Esta crisis política, producto de las disputas por la distribución del poder y de los recursos públicos, se erige como botín de intereses obscuros y de un egoísmo ciego, que hace de la disfuncionalidad orgánica, y de la ineficiencia e ineficacia pública, el germen de la pérdida de legitimidad, credibilidad y confianza, como efectos de la inconcreción gubernamental y la extinción de las oportunidades de los sujetos sociales.
¿Cómo remediar estas anomias políticas del ejercicio de gobierno?
Hay que considerar en primer término que su origen está en la fragmentación, inconexión y dispersión del poder político, y que una decisión racional estriba en recuperar la esencia de la soberanía popular; cocrear la tarea pública; y articular la horizontalidad en la toma de decisiones basada en la participación ciudadana activa y corresponsable, como brazo lógico de toda acción del ejercicio de gobierno.
El imperativo es replantear el sentido y fin de lo público y fortalecer la inteligencia institucional y social que derrote a la tecnocracia insustancial, ineficiente e ineficaz que prima en el quehacer público.
Este cambio impone la refuncionalización del sistema político y de partidos porque han perdido su capacidad de conducción social debido al anquilosamiento, verticalidad y autoritarismo de cúpula, cuyo efecto directo ha sido la crisis de representatividad y el divorcio entre sociedad civil y sociedad política.
Consustancial a esta transformación, el fortalecimiento y la vigencia del principio de la división de poderes, permitirá el control pleno del ejercicio de gobierno, la colaboración institucional; y superar en consenso la actitud de una clase política que suele olvidar la impersonalidad institucional y la imparcialidad de los poderes gubernamentales, así como la erosión del quehacer público y el debilitamiento del Estado Democrático de Derecho.
Sí hoy el ejercicio de gobierno es una realidad anómala es porque se construye a través de un juego de pesos y contrapesos moribundo y putrefacto, centrado en un empoderamiento voraz, causante del quebranto de la sociedad.

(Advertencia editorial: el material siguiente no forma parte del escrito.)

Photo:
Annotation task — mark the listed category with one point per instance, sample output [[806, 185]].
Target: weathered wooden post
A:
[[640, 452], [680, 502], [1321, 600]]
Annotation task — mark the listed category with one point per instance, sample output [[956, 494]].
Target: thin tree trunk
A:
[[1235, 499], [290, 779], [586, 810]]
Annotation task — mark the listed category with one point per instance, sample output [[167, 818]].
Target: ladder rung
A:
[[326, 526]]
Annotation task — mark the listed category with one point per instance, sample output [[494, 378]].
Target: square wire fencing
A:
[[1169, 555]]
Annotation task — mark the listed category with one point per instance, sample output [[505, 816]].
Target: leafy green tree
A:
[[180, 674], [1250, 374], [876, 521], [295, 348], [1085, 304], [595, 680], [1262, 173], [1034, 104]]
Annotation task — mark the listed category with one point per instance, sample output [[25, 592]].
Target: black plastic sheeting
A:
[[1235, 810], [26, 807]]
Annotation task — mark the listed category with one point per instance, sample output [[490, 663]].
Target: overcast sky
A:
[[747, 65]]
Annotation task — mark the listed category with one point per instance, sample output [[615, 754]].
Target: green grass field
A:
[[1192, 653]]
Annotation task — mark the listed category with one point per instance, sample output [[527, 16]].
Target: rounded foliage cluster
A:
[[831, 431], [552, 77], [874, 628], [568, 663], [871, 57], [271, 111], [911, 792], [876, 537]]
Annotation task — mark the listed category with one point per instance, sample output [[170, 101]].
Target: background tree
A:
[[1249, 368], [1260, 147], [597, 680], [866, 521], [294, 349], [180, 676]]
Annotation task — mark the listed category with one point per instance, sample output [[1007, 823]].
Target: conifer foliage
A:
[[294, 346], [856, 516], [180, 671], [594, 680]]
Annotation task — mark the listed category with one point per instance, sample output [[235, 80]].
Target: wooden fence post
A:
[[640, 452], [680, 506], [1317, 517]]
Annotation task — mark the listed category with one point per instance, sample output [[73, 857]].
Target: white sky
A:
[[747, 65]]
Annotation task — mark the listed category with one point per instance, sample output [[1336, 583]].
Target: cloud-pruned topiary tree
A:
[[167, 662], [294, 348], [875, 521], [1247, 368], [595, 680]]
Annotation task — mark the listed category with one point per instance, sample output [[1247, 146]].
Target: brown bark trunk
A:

Ninguna razón política puede disociarse de salvaguardar a la ciudadanía. Por ello, toda fuerza y expresión del poder público debe encarnar el interés supremo de la Nación; y dignificar a los seres humanos, que son la fuerza unitaria que da vida a la acción del Estado. Sí esto se olvida, se decapita el Contrato Social y se extinguen los principios valóricos de la patria.
Es tiempo de que las fuerzas políticas construyan un Nuevo Pacto Social, donde la Concertación Progresista entre los poderes públicos, el sistema político y de partidos, y la sociedad, construyan factores de equilibrio y conducción social armónica, que trasciendan los intereses sectarios, de grupo o individuales y conciban la dignidad humana como el freno a los apetitos, que hoy hacen de la corrupción e impunidad, el flagelo del pueblo.
Cuando hablamos en nuestros días de la participación ciudadana como derecho humano, nos referimos a la vitalidad horizontal del asociativismo colaborativo destinado a servir al tejido social y a fortalecer los contrapesos sociales que coadyuven a mantener los equilibrios, el control y la colaboración democrática que exige el equilibro de poderes. Lograrlo es el imperativo racional que la clase política no puede obviar.